What we're watching: Don't expect the kind of changes that more liberal Chinese officials and academics and foreigners have been hoping for. The more recent efforts at overhauling China's massive bureaucracy had the goal of with the goal of strengthening Communist Party control over everything.
And Xi's worldview informed by Marxist historiography and Chinese history, coupled with the state of the Western world, won't lead him to embrace western values as he overhauls economy and society. — Bill Bishop
Future of Work: Diplomacy against China, rules for AI
Jobs, the future and China: The Trump administration is quietly assembling a plan to challenge Made in China 2025, Beijing's strategy for dominating industries of the future. But an attempted unilateral U.S. chokehold will harm American companies and jobs if China can acquire first-rate technology elsewhere. Trump usually eschews multi-lateral action. But not always.
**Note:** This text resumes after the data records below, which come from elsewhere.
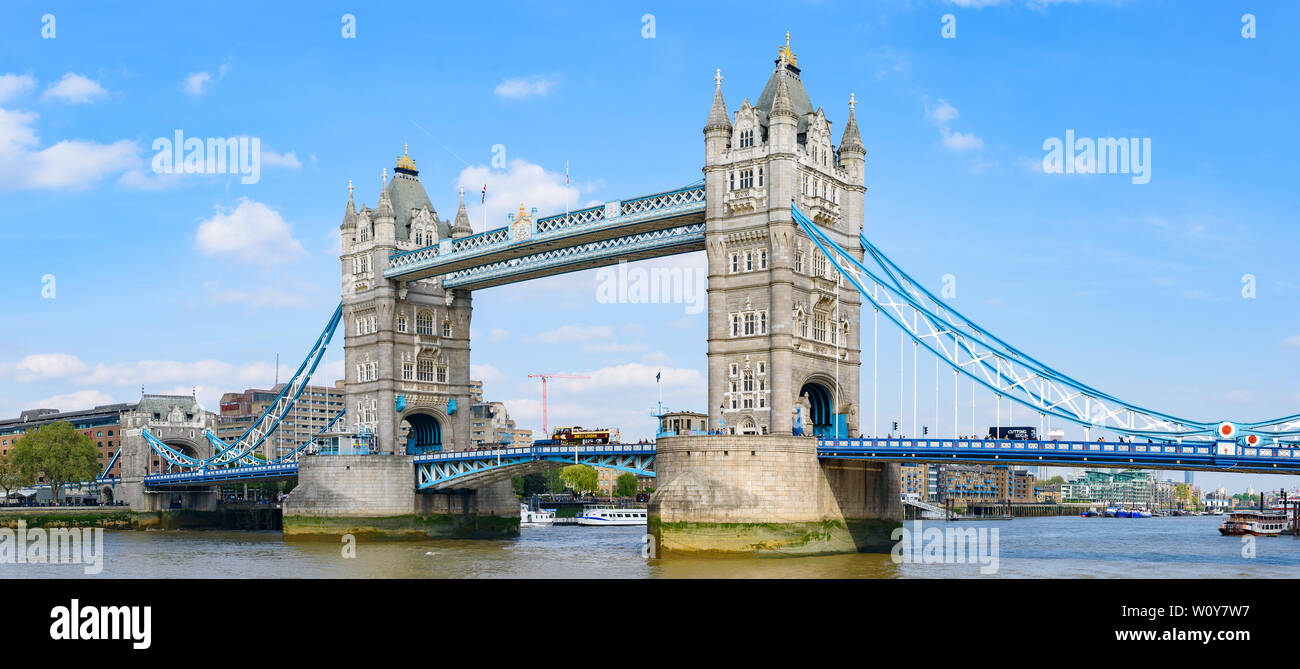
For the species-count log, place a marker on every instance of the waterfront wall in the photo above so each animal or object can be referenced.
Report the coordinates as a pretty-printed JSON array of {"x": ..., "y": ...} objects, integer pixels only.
[
  {"x": 375, "y": 496},
  {"x": 768, "y": 494}
]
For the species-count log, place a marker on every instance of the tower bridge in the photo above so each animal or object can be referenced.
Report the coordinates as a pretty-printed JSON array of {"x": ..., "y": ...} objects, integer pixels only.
[{"x": 779, "y": 214}]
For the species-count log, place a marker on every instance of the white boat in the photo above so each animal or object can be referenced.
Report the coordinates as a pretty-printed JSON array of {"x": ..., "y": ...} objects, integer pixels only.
[
  {"x": 534, "y": 518},
  {"x": 611, "y": 516}
]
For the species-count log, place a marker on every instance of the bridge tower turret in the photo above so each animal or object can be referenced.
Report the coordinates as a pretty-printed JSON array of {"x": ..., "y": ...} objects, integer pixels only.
[
  {"x": 783, "y": 337},
  {"x": 406, "y": 342}
]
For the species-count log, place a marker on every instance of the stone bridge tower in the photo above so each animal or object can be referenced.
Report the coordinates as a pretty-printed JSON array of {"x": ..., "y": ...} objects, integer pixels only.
[
  {"x": 783, "y": 337},
  {"x": 180, "y": 422},
  {"x": 407, "y": 343}
]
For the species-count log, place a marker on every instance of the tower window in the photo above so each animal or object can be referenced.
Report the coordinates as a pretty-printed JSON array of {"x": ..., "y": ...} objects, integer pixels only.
[{"x": 424, "y": 322}]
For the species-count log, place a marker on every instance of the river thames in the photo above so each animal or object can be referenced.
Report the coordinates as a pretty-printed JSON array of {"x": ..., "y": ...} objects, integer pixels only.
[{"x": 1054, "y": 547}]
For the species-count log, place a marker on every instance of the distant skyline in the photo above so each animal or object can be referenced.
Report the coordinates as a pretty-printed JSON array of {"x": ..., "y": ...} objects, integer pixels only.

- What to expect: Look for the U.S. to lead a quasi-coalition of western countries demanding serious curtailment of predatory Chinese industrial policy.
The rules of artificial intelligence: With the Techlash engulfing giant technology companies, it's not a leap to foresee long-gestating concern over the potential societal perils of AI turning nasty. Already, the tech industry's AI leaders are mulling ethical standards for AI.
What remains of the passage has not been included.